As an extension into ongoing research into online diversity, colleagues and i are exploring potential large scale sources of queryable web corpora that may give insights into long-term patterns of the evolving web.
A colleague recommended HTTP Archive as one potential avenue to explore as it contains a relatively large archive sample of popular websites and is queryable via BigQuery so may be usable for statistical analysis. My understanding is there is a few hundred thousand popular websites that have been indexed in snapshots over a number of years and that sample has expanded dramatically in recent couple of years.
We are interested in harvesting all the outbound links (links to other websites) from within each website at different points in time.
As newbies to BigQuery and HTTP Archive we would really welcome any advice, tips or examples as to what queries may yield links (or counts of unique URLs and unique domain counts they sit within) at different points in time.
2 Likes
My understanding is there is a few hundred thousand popular websites that have been indexed in snapshots over a number of years and that sample has expanded dramatically in recent couple of years.
That’s correct. We’re up to about 6-7M URLs monthly now.
We are interested in harvesting all the outbound links (links to other websites) from within each website at different points in time.
As newbies to BigQuery and HTTP Archive we would really welcome any advice, tips or examples as to what queries may yield links (or counts of unique URLs and unique domain counts they sit within) at different points in time.
There are two approaches that I can think of: using regexp to parse <a href=...
from the HTML response bodies, and writing a custom metric to query the DOM for a[href]
.
Parsing HTML with regular expressions
Pros:
- can be applied to 4 years of historical data
Cons:
- extremely expensive (one table is 14TB at $5/TB)
- regular expressions are much more brittle compared to querying the DOM
Querying the DOM with a custom metric
A custom metric is a snippet of JS that is executed at runtime while the web page is being tested. We can use native DOM APIs like querySelectorAll
to extract exactly what we want from the page. See img-loading-attr.js
for example:
return JSON.stringify(Array.from(document.querySelectorAll('img[loading]')).map(img => {
return img.getAttribute('loading').toLowerCase();
}));
The team researching the SEO chapter of the 2020 Web Almanac has also implemented some link-related custom metrics, but they aggregate stats based on metadata like number of internal/external links and not necessarily the external domains themselves.
Pros:
- highly accurate and reliable
- less expensive to query
Cons:
- inapplicable to historical data
Similar to Analyzing stylesheets with a JS-based parser, I’ve been dreaming of a third option, which would be to post-process the HTML response bodies with some kind of JS-based DOM parser. It’s only theoretical now and would still require a big upfront expense to query and process the HTML.
1 Like
That’s awesome Rick - thank you!
Sounds like option one is best as it’s the full-monty time-series.

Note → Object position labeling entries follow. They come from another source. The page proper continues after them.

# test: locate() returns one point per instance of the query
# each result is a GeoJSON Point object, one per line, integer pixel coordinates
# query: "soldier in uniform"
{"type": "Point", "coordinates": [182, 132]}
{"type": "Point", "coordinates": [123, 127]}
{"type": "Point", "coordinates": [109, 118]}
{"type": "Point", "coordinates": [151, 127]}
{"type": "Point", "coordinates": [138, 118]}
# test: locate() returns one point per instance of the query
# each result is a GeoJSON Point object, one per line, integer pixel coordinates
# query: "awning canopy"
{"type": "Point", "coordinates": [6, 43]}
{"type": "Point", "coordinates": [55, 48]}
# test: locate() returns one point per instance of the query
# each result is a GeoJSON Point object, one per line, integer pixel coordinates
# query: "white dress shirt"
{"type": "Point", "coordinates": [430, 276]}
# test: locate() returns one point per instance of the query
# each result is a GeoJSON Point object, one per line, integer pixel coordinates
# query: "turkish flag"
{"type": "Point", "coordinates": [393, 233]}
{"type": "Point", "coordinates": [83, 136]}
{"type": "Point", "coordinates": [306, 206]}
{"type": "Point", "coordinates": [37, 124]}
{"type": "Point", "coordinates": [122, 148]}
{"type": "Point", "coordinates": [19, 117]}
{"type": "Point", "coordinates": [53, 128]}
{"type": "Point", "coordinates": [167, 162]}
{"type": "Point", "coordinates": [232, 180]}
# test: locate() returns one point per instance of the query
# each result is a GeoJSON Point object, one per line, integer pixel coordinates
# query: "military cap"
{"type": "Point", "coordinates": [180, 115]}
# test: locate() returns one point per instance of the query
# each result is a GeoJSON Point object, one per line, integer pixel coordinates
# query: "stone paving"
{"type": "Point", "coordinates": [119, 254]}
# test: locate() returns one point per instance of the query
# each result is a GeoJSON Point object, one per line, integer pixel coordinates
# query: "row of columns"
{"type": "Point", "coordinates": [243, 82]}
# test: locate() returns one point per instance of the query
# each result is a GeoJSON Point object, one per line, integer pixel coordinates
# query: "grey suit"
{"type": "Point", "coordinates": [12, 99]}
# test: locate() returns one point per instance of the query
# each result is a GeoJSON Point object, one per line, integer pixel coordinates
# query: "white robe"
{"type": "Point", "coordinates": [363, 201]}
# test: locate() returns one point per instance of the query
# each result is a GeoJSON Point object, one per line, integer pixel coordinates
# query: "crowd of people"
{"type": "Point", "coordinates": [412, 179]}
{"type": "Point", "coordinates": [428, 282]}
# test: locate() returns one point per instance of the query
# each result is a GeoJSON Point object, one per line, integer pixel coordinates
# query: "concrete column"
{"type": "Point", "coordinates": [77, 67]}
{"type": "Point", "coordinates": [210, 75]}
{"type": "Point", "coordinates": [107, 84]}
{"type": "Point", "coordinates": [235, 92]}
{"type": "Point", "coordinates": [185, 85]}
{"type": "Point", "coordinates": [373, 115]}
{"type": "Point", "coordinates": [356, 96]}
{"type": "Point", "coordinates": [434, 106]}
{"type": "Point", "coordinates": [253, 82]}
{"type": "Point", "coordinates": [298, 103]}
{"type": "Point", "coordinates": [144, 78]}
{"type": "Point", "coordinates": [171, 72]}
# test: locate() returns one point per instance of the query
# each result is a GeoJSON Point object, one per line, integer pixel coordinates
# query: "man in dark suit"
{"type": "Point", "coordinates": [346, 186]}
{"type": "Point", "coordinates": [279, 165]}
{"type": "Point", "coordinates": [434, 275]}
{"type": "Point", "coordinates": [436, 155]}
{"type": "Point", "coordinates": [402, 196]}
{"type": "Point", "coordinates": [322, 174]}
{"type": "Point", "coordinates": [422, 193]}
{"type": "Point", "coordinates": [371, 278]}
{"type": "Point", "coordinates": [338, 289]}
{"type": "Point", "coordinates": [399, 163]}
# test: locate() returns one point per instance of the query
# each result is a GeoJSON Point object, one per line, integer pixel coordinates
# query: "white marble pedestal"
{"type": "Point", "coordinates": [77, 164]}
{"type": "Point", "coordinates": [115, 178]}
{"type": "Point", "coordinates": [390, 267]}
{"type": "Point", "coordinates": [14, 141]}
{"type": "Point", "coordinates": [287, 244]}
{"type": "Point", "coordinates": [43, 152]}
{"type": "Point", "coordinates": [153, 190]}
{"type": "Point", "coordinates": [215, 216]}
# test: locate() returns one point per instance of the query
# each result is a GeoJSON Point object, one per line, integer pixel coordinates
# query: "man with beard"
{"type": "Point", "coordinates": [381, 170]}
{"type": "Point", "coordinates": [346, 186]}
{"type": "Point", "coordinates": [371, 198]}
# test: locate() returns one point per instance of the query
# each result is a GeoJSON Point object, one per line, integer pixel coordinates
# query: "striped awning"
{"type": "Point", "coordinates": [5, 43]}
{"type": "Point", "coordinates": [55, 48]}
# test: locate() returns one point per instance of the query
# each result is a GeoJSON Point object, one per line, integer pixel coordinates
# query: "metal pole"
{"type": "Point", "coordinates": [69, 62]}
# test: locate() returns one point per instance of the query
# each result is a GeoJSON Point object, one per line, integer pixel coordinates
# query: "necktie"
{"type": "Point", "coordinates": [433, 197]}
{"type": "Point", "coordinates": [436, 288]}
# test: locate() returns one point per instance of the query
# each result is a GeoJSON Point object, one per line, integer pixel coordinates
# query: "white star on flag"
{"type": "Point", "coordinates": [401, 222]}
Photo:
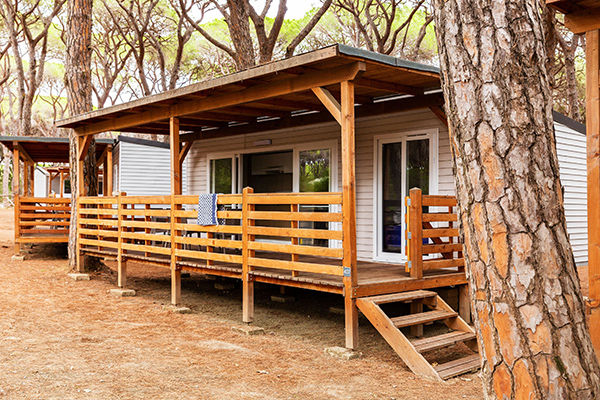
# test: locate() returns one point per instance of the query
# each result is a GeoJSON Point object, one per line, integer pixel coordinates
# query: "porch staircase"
{"type": "Point", "coordinates": [426, 308]}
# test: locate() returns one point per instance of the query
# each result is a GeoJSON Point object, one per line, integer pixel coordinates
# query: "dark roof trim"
{"type": "Point", "coordinates": [46, 139]}
{"type": "Point", "coordinates": [143, 142]}
{"type": "Point", "coordinates": [385, 59]}
{"type": "Point", "coordinates": [322, 54]}
{"type": "Point", "coordinates": [568, 122]}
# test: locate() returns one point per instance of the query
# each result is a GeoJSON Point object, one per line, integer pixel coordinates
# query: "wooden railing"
{"type": "Point", "coordinates": [44, 218]}
{"type": "Point", "coordinates": [432, 233]}
{"type": "Point", "coordinates": [273, 231]}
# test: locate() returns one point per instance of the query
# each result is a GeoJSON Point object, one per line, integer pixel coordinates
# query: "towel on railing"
{"type": "Point", "coordinates": [207, 209]}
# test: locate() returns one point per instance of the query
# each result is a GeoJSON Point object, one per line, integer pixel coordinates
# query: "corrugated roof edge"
{"type": "Point", "coordinates": [385, 59]}
{"type": "Point", "coordinates": [144, 142]}
{"type": "Point", "coordinates": [47, 139]}
{"type": "Point", "coordinates": [569, 122]}
{"type": "Point", "coordinates": [300, 59]}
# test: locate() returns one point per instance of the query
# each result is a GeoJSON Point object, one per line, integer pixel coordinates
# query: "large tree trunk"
{"type": "Point", "coordinates": [528, 308]}
{"type": "Point", "coordinates": [78, 79]}
{"type": "Point", "coordinates": [6, 177]}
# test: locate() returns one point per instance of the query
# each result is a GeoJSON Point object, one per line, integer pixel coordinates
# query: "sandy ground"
{"type": "Point", "coordinates": [61, 339]}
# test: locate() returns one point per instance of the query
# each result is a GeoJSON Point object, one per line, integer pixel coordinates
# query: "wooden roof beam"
{"type": "Point", "coordinates": [380, 108]}
{"type": "Point", "coordinates": [267, 90]}
{"type": "Point", "coordinates": [439, 112]}
{"type": "Point", "coordinates": [23, 154]}
{"type": "Point", "coordinates": [330, 103]}
{"type": "Point", "coordinates": [583, 20]}
{"type": "Point", "coordinates": [388, 86]}
{"type": "Point", "coordinates": [84, 145]}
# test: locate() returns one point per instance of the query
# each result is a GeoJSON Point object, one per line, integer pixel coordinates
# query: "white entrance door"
{"type": "Point", "coordinates": [402, 162]}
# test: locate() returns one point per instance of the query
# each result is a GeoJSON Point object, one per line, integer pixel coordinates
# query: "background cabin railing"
{"type": "Point", "coordinates": [287, 232]}
{"type": "Point", "coordinates": [432, 233]}
{"type": "Point", "coordinates": [43, 218]}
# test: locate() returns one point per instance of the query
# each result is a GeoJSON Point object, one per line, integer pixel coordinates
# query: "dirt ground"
{"type": "Point", "coordinates": [61, 339]}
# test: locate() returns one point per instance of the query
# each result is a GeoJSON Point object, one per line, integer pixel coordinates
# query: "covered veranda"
{"type": "Point", "coordinates": [336, 83]}
{"type": "Point", "coordinates": [46, 219]}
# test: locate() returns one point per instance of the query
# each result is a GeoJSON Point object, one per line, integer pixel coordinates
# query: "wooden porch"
{"type": "Point", "coordinates": [46, 219]}
{"type": "Point", "coordinates": [272, 237]}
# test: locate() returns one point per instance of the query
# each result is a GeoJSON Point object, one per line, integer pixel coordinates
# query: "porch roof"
{"type": "Point", "coordinates": [48, 149]}
{"type": "Point", "coordinates": [277, 93]}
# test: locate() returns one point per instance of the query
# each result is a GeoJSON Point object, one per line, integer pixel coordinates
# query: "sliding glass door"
{"type": "Point", "coordinates": [402, 163]}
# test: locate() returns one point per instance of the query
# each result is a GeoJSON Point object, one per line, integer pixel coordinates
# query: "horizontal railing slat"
{"type": "Point", "coordinates": [295, 216]}
{"type": "Point", "coordinates": [440, 217]}
{"type": "Point", "coordinates": [204, 255]}
{"type": "Point", "coordinates": [299, 198]}
{"type": "Point", "coordinates": [145, 224]}
{"type": "Point", "coordinates": [90, 221]}
{"type": "Point", "coordinates": [233, 229]}
{"type": "Point", "coordinates": [146, 249]}
{"type": "Point", "coordinates": [146, 236]}
{"type": "Point", "coordinates": [49, 200]}
{"type": "Point", "coordinates": [440, 232]}
{"type": "Point", "coordinates": [99, 243]}
{"type": "Point", "coordinates": [98, 232]}
{"type": "Point", "coordinates": [438, 201]}
{"type": "Point", "coordinates": [296, 232]}
{"type": "Point", "coordinates": [443, 263]}
{"type": "Point", "coordinates": [220, 214]}
{"type": "Point", "coordinates": [232, 244]}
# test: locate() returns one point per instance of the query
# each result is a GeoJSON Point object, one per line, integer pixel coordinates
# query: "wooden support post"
{"type": "Point", "coordinates": [16, 178]}
{"type": "Point", "coordinates": [108, 171]}
{"type": "Point", "coordinates": [32, 179]}
{"type": "Point", "coordinates": [247, 279]}
{"type": "Point", "coordinates": [593, 179]}
{"type": "Point", "coordinates": [464, 303]}
{"type": "Point", "coordinates": [121, 259]}
{"type": "Point", "coordinates": [176, 189]}
{"type": "Point", "coordinates": [415, 238]}
{"type": "Point", "coordinates": [25, 178]}
{"type": "Point", "coordinates": [62, 183]}
{"type": "Point", "coordinates": [415, 308]}
{"type": "Point", "coordinates": [349, 213]}
{"type": "Point", "coordinates": [295, 240]}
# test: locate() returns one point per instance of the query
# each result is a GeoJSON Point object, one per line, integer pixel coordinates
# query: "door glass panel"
{"type": "Point", "coordinates": [417, 165]}
{"type": "Point", "coordinates": [314, 176]}
{"type": "Point", "coordinates": [221, 175]}
{"type": "Point", "coordinates": [391, 207]}
{"type": "Point", "coordinates": [314, 170]}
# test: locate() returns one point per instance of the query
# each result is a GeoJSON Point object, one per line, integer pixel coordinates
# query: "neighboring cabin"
{"type": "Point", "coordinates": [142, 167]}
{"type": "Point", "coordinates": [388, 147]}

When you say one table is 14TB at $5/TB.
Does that mean likely cost for total project is $70?
I’m not sure what kind of scale the data is likely to be.
Or is it likely to be an order of magnitude more than that.
There are two tables for every crawl: desktop and mobile. The crawl is monthly as of January 2019, prior to that it was semi-monthly. The size of the corpus has grown over time, but using 14 TB per table as an upper limit, that would be:
(20 monthly crawls * 2 tables per crawl) + (72 semi-monthly crawls * 2 tables per crawl) = 184 tables
184 tables * 14 TB per table = 2,576 TB
2,576 TB * $5 per TB = $12,880
In any case, querying all response_ bodies
tables is going to be very expensive.
Edit: We can get a more accurate estimate of the total cost by writing (but not running!) a query over the entire dataset and letting BigQuery calculate the actual total bytes for us:
# Don't ever run this query! This is just for demonstration purposes!
SELECT * FROM `httparchive.response_bodies.*`
This query will process 448.9 TB when run.
So 448.9 TB * $5 per TB = $2,244.5
Okay, i see - thanks Rick, much appreciated.